Market reaction to renewed inter-union violence at Anglo American Platinum (Amplats) yesterday saw the company’s share price falling as much as 6.2 percent, the most in a month, before it closed 4.85 percent lower at R442.94.
The rand also weakened on the news. It was bid at R8.8874 to the dollar at 5pm, 6.86c lower than at the same time on Friday.
The police, Amplats, the National Union of Mineworkers (NUM) and the Association of Mineworkers and Construction Union (Amcu) gave different versions of what happened. One worker has been reported dead and 11 people injured, including security guards.
Dumisani Nkalitshana, the national organiser for Amcu, claimed NUM shop stewards incited the violence by insisting on reopening their office at the shaft despite strenuous advice against doing so.
“When the underground shift came up, the NUM shop stewards shouted ‘Viva NUM’. ‘We are back’. The miners told them not to provoke them. At that time, mine security started shooting at the surfacing miners, resulting with (sic) five injured and one dead.”
Amplats said in a statement that a total of 12 people had been injured and received attention for non-life-threatening injuries.
Amplats said the incident involved members of the workers’ committee and NUM shop stewards. “The workers’ committee members are contesting NUM’s legitimacy at the mine and demanding that NUM vacate its offices,” it said.
This happened while the company was in the process of validating union membership at Rustenburg and the mines north of the Pilanesberg.
“Anglo American Platinum expresses its deep concern about this incident and appeals for its employees to remain calm and respect the company’s dispute resolutions process,” the Anglo American subsidiary added.

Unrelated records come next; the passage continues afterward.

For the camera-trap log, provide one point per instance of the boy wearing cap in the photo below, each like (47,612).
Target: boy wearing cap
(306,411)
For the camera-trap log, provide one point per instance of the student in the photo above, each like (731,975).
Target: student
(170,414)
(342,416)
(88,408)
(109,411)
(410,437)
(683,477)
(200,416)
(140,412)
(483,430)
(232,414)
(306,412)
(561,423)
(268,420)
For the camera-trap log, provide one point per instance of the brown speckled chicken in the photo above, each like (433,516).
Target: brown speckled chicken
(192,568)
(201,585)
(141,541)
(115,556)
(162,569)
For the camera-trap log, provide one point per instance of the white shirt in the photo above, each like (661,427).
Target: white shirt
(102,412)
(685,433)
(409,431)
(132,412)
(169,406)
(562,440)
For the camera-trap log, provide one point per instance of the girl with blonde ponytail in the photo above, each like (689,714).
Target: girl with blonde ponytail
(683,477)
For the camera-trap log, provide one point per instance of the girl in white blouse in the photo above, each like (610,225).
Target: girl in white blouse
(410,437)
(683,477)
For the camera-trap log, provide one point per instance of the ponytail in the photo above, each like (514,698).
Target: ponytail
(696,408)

NUM spokesman Lesiba Seshoka said the attack was on NUM officials who had started re-registering union members at the mine’s premises and reopening the offices that had been closed since December due to the violence.
He said the security guards had come to the rescue of four NUM officials and they had also been attacked.

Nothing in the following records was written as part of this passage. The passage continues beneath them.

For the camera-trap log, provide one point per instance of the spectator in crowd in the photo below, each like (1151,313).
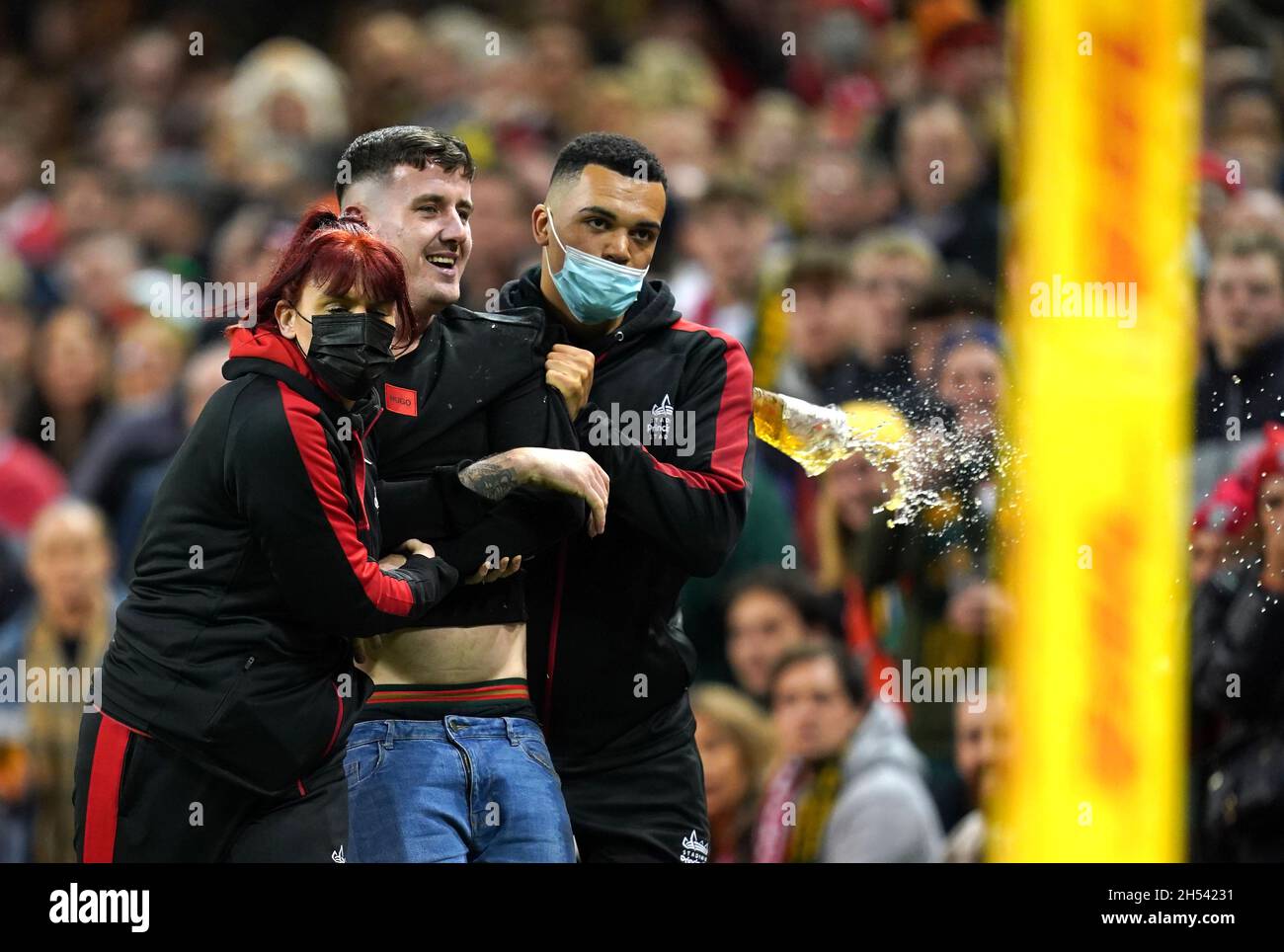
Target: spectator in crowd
(949,303)
(724,238)
(891,270)
(736,747)
(770,611)
(1240,675)
(980,752)
(851,785)
(941,163)
(823,365)
(67,626)
(1241,381)
(129,450)
(29,479)
(69,382)
(1219,526)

Seshoka did not want to be drawn on reports that the attack was caused by clashes between NUM and Amcu.
However, a member of the workers’ committee, who did not want to be named, said the problems emanated from management’s obstinacy in refusing to recognise Amcu. “This creates a problem because workers in this mine do not want NUM as their union.”
Peter Attard Montalto, a London analyst with Nomura, said this was a reminder that the issues in the mining sector were only just beginning.

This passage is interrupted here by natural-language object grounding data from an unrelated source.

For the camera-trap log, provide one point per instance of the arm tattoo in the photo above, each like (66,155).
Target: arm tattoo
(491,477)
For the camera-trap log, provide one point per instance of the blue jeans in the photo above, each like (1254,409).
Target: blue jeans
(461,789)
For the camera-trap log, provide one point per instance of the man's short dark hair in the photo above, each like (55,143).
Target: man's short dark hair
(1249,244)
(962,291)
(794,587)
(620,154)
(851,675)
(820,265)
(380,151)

“Protest action has been rumbling on for some time and the mine has never really recovered since being at the heart of the action in August to October last year, even though most workers did return to work,” he said.
He said the clash between unions was over who was “controlling” workers during the protests against the Amplats downscaling process.
Amplats has delayed its plan to retrench up to 14 000 workers following a damage control meeting with unions and government representatives.
Attard Montalto believes that the mine story will keep developing throughout this year as Amplats and others move forward with downscaling and job losses and the government finds itself in an increasingly difficult political bind on the issue.
He said further deaths of union members was the last thing Amplats needed on its plate. It was politically difficult given the ongoing commission into the Marikana deaths.
“This will also not help Amplats in its dealings with an increasingly emboldened government on issues around mine rights, mine tax. Hence we remain very negative on the currency into the middle of the year as headlines build up.”